I couldn’t help noticing among the bric-a-brac that there are barrels all over the place. Chase makes a vodka aged in old Cognac casks, a sloe gin aged in huge oak foudres from Chateauneuf-du-Pape, and a whisky is in the pipeline. “We’ve been putting quite a few casks down every year and I think we’ll be ready to release our first drop of whisky early next year,” James reveals. “We won’t release it until it’s ready.” It’s not made from potatoes or apples, of course, the wash (the beer made from malted barley) comes from a few local breweries. It is then put through Fat Betty twice, just as with a single malt Scotch whisky.
Chase is a very strong brand with highly recognisable products, but James also reckons that timing was important. “If we started the distillery in Herefordshire today, we probably wouldn’t have had the success that we’ve had. I think because we were first mover into the market, you know, we were pioneers of the craft spirit scene in 2008.”

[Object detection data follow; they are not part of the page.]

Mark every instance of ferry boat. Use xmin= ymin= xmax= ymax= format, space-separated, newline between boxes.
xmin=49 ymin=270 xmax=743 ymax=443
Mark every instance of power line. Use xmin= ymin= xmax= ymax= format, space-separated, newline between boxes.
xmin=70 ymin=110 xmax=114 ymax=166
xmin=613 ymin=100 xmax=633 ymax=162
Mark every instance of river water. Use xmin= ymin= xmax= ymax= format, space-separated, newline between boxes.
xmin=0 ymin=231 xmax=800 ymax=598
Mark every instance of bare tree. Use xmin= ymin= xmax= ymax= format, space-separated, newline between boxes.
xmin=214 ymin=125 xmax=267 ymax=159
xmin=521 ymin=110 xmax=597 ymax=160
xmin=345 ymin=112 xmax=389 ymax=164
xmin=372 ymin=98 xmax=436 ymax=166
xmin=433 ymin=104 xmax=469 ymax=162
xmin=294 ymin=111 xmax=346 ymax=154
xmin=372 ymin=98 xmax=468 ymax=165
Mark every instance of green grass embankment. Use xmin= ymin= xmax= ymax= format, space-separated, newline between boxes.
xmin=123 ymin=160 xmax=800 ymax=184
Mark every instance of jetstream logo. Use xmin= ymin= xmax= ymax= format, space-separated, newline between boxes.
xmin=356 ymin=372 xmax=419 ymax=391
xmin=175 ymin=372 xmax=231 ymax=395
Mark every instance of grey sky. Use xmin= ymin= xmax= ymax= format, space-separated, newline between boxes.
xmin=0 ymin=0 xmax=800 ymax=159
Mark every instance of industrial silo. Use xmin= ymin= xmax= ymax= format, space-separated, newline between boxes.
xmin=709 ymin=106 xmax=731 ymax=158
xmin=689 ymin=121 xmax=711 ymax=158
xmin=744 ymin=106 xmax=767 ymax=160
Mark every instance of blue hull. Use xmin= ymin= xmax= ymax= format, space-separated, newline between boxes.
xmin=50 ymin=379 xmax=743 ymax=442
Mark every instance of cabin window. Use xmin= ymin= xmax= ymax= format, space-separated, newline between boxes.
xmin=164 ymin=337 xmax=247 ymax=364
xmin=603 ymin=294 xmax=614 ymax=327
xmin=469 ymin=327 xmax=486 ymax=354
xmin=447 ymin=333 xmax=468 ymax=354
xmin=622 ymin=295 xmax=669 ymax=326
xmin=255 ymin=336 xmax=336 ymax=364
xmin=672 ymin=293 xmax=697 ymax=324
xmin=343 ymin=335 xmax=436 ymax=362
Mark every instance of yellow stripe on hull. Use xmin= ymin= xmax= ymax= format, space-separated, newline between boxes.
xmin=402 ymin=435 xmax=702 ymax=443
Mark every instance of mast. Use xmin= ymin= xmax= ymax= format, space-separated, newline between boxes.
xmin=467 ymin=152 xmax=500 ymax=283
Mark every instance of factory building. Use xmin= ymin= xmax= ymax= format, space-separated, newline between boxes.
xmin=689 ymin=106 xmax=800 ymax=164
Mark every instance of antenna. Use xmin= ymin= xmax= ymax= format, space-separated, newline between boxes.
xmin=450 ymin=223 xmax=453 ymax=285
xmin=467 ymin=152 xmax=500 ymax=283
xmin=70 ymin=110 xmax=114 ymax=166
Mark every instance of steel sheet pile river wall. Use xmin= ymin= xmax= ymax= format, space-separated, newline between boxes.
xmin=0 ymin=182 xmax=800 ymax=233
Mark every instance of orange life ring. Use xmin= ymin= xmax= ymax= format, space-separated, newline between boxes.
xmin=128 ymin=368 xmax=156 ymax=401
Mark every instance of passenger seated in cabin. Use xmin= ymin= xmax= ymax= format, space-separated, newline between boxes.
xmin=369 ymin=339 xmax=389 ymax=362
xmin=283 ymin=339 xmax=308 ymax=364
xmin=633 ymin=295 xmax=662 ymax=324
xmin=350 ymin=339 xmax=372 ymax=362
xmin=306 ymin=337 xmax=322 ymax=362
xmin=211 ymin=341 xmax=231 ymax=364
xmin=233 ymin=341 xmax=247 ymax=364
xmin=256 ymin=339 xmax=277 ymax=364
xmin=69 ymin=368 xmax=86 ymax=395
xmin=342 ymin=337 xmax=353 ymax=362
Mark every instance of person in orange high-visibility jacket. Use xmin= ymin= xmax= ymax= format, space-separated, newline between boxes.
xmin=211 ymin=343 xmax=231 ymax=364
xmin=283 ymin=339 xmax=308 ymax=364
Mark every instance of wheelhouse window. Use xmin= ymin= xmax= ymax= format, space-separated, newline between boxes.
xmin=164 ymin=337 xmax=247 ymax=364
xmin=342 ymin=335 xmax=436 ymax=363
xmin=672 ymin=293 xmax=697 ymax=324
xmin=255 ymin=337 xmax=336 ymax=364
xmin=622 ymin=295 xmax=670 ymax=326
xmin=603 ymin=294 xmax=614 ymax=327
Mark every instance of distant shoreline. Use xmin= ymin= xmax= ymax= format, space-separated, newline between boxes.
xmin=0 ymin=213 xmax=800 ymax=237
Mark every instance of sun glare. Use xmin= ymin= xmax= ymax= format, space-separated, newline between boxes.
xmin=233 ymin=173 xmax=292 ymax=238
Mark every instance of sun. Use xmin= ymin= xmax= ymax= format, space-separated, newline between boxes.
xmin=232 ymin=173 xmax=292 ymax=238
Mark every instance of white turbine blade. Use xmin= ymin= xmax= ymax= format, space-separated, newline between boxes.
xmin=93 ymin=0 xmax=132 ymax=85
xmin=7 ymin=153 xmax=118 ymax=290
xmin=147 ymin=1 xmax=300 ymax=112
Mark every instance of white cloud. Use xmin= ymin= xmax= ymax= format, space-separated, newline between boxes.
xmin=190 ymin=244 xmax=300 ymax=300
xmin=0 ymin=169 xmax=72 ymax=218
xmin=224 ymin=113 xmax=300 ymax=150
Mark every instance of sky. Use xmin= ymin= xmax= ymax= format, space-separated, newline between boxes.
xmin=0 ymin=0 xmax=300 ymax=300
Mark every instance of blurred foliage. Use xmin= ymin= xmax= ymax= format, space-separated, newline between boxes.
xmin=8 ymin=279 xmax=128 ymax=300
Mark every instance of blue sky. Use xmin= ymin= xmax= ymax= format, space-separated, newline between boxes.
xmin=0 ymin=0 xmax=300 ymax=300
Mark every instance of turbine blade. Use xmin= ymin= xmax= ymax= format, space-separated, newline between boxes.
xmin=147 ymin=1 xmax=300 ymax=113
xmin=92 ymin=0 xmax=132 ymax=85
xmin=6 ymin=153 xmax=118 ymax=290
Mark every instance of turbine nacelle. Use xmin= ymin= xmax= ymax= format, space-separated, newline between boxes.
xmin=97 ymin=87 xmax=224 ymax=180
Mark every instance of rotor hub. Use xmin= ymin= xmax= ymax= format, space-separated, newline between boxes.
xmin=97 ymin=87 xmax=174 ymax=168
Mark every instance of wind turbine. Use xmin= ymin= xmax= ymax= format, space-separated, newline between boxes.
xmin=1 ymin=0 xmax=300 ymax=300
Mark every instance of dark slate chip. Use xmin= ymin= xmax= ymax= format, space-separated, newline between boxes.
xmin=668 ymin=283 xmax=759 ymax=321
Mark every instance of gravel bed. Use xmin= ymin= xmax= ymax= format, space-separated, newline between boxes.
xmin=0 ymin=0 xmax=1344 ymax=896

Chase is now distributed all over the world, but the distillery remains a small outfit. “I think a lot of brands go to market and chuck the kitchen sink at two-for-ones in supermarkets,” James says, “Because it’s a family distillery we really want to be making sure that people are buying on quality and not price. This applies to export too, most of our distributors around the world are family-run, wine distributors.” He told me that America is Chase’s number one market, but adds that the family has big plans for Asia. “We’ve just signed with a new distributor in Hong Kong,” he confirms.
The Chase empire stretches outside Herefordshire. The brand produces a range of wines in Provence including a rosé which, with its distinctive bottle, has become something of a cult wine. Again, James told me, it’s all about organic growth. “We’re not in supermarkets or any of the big players like Majestic or Waitrose. So we just sell in independent wine shops and places like The Pig and The Hurlingham Club, that sell the brand in a great environment. And that’s the way that we like it.”
Out of all the Chase range, it’s the vodka that is James’s favourite product, “it’s our Burberry trench coat,” as he puts it, though gin makes up around 70% of sales. The family has no plans to go back into crisps but there is another area close to home that has caught James’s eye though he makes it clear that it is, at the moment, just an idea: “I think we’d love to look at wine in England,” James comments. ”There’s huge opportunity here… I think the English still buy more Champagne than the Americans, which is crazy. So, yeah. Chase Distillery sparkling wine, you can almost picture it.” We certainly can.